Se reserva la respuesta.

—Nosotros podríamos usar a un joven como usted allá. Mi Sarah ya no quiere trabajar más, no después de lo que ocurrió con Andrew. Ella lo lavó y lo vistió. Después, ella no quiso volver a la oficina. Tengo empleados, pero nadie con clase, alguien que pueda pararse en el medio de la sala, recibir a un deudo destrozado y hablarle con conocimiento sobre distintos modelos de tumbas, citando en latín a los papas y reyes que las eligieron. Usted tiene lo que hay que tener para el trabajo. Mire a usted mismo: usted está ya vestido de negro. Por supuesto, tú no tendrías que cavar ni nada de esa clase. Ahora tenemos empleados y palas mecánicas. Pero yo no puedo negar que es un duro oficio el de «llevador hacia abajo» —se detiene en esa expresión y reflexiona sobre ella—. Esa misma expresión, Mario, no deja muchas salidas: «llevador hacia abajo» es una expresión que pone más confianza en el infierno que en el cielo.

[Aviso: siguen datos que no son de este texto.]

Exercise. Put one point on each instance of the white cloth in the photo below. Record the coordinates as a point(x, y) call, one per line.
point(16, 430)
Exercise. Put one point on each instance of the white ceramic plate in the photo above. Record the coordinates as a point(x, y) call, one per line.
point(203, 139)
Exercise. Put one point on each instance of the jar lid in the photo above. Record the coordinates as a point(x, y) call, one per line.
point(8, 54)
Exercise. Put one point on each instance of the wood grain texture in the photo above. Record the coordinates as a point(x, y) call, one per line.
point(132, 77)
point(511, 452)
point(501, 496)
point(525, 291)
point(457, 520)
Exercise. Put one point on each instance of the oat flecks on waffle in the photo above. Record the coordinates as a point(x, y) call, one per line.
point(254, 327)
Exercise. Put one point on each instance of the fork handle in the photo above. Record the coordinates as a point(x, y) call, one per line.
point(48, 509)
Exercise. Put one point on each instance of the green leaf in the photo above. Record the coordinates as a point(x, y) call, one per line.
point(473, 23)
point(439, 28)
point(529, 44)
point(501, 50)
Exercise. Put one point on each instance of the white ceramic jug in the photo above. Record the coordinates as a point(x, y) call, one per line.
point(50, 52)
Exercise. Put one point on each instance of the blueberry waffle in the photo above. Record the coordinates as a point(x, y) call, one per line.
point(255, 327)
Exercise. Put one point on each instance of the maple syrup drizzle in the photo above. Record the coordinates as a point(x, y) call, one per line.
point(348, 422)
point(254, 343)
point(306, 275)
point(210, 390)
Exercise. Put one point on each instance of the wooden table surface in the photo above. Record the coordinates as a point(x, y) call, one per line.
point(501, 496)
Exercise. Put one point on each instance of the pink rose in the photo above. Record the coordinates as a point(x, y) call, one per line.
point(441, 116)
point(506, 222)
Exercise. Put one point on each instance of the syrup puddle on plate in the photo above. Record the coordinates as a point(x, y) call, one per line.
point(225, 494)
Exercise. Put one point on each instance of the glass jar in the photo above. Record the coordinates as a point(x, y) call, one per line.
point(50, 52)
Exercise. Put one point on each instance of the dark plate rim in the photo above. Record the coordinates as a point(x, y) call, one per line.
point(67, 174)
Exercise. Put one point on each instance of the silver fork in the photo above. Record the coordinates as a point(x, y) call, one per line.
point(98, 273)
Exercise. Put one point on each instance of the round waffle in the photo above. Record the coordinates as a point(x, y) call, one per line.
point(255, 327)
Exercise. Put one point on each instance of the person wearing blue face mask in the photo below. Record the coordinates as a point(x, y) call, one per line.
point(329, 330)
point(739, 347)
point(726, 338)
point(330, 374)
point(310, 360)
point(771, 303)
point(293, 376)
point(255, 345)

—Una cree que ya ha superado los escrúpulos, que es una profesional —comenta Sarah— y de pronto muere un ser querido y toda la profesionalidad no sirve de nada. Sólo el Señor ayuda.

—Quizá mi Sarah tiene razón —agrega el viejo—. Yo no sé mucho de religiones. Ser de una específica religión no me conviene, reduciría mi clientela. Estoy en este negocio porque cuando tuve que ganarme la vida, y eso ocurrió apenas dejé de ser niño, «llevador hacia abajo» fue el mejor y único trabajo que pude conseguir. Lo que sí sé, es que es abajo hacia donde los llevo, y abajo los dejo.

A partir de ese punto, los papeles se invierten y soy yo el que carga con el peso de la conversación, inventando más historias sobre Italia o mi país, mientras mis amigos se quedan cada vez más callados. Las dos últimas botellas las pide él. Los camareros retiran los envases vacíos mirándome con una sonrisa cómplice. Nos levantamos tarde de la mesa. El viejo se despide de mí con un: «Nos vemos en la mañana. No dejes de considerar nuestra oferta. Es una buena oferta.»

No tengo necesidad de encender la luz de mi cuarto; a través de la ventana abierta de mi cuarto la pequeña llanura envía un resplandor nocturnal firme. Una de las puertas del ropero vacío ha quedado entreabierta, mostrando en su interior una oscuridad gangosa. A diferencia de la tumba del cantante, ésta parece a punto de devolverme algo, de entregarme un regreso no solicitado.

Me levanto y salgo a caminar. En el vestíbulo del hotel encuentro a uno de los camareros; me pone unos billetes en el bolsillo. Oigo que farfulla una frase que termina con «comisión por las botellas. ¡Por Baco! ¡Qué hígado!». Me dirijo al pueblo.